How Students of Color Are Tracked Into JROTC
Different practices are employed across schools when enrolling students in JROTC. Participants surveyed at Central Union High School reported that all students in the Leadership Academy are placed in AJROTC in their first year. When asked about how she had heard about JROTC, Angelina reports, “I heard about [JROTC] in my freshmen year; I was just placed in there the first day of school.” Her peers reported similar experiences. JROTC enrollment practices in Pine Grove and Cabrillo Hills appear to be different. Briana comments that at Pine Grove students are not placed in AFJROTC involuntarily. Instead, she states, “Certain students are encouraged to take JROTC; they are convinced when they are told that they won’t have to take P.E.” Marcos, an alumnus from Cabrillo Hills High School, reports a similar experience: “When I went in to speak to a counselor they tried to put me in [JROTC]. It was when I was picking my classes [for] my freshman year. [The counselor] said, ‘Oh, it counts for P.E., it counts for two credits.’” No incidence of involuntarily enrollment was found for Pine Grove or Cabrillo Hills.
According to student testimonies, JROTC units at Central Union, Pine Grove, and Cabrillo Hills are all predominantly comprised of students of color and low-income, working-class students. Jackie, an 11th grade student from the Leadership Academy reports, “They were all Latinos. In my class all of them were Latinos.” Briana, the Pine Grove alumna, shares a similar view: “There was a bunch of Asians in JROTC! There were a lot of whites, too.” Marcos explains that at Cabrillo Hills, students in JROTC were mostly Latinos.
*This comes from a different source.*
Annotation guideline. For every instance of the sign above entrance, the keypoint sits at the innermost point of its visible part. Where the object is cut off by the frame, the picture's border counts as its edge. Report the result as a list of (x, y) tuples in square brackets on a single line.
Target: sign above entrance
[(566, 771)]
Whether it is at Central Union, Cabrillo Hills, or the more affluent Pine Grove, students who are tracked into JROTC are predominantly students of color and low-income working class students. In Pine Grove, it is both Asian and white students who comprise the Air Force JROTC program; this might be because Asians there are the largest group of students of color, and whites account for approximately 46 percent of the overall student population. Students in Cabrillo Hills’ Navy JROTC are primarily Latina/o. Approximately half of the student population that attends Cabrillo Hills is Latina/o and of Mexican descent. These same students who attend Cabrillo Hills, seeking better academic opportunities than those found in their communities, might very well be the ones tracked into JROTC.
Finally, the main concern of this project is the issue of how students are tracked into JROTC. This study reveals that students in the Leadership Academy of Central Union High School are placed in JROTC involuntarily — without their own or their parents’ consultation. The Department of Defense requires that JROTC units maintain a minimum of 100 students in the program, or 10 percent of the total student population of the respective school. Such actions taken by the Leadership Academy can be interpreted as a desperate effort to maintain this minimum quota and prevent disestablishment of the AJROTC program. Pine Grove and Cabrillo Hills did not indicate any record of involuntary enrollment in JROTC in this study.
It is clear that low-income, working-class students and students of color are denied equitable educational opportunities when pushed into JROTC. What is also evident is that the JROTC unit in the more affluent school and community has a greater emphasis on academics when compared to programs in less affluent areas that are primarily composed of students of color and working-class students. I argue that the educational system in this city, located in southern California, is reflective of the educational system of the United States. Something must be done to remedy the educational system and the excessive militarization of working class communities and communities of color. All youth, regardless of class or ethnicity/race, must have equitable educational opportunities that prepare them for the future of this country.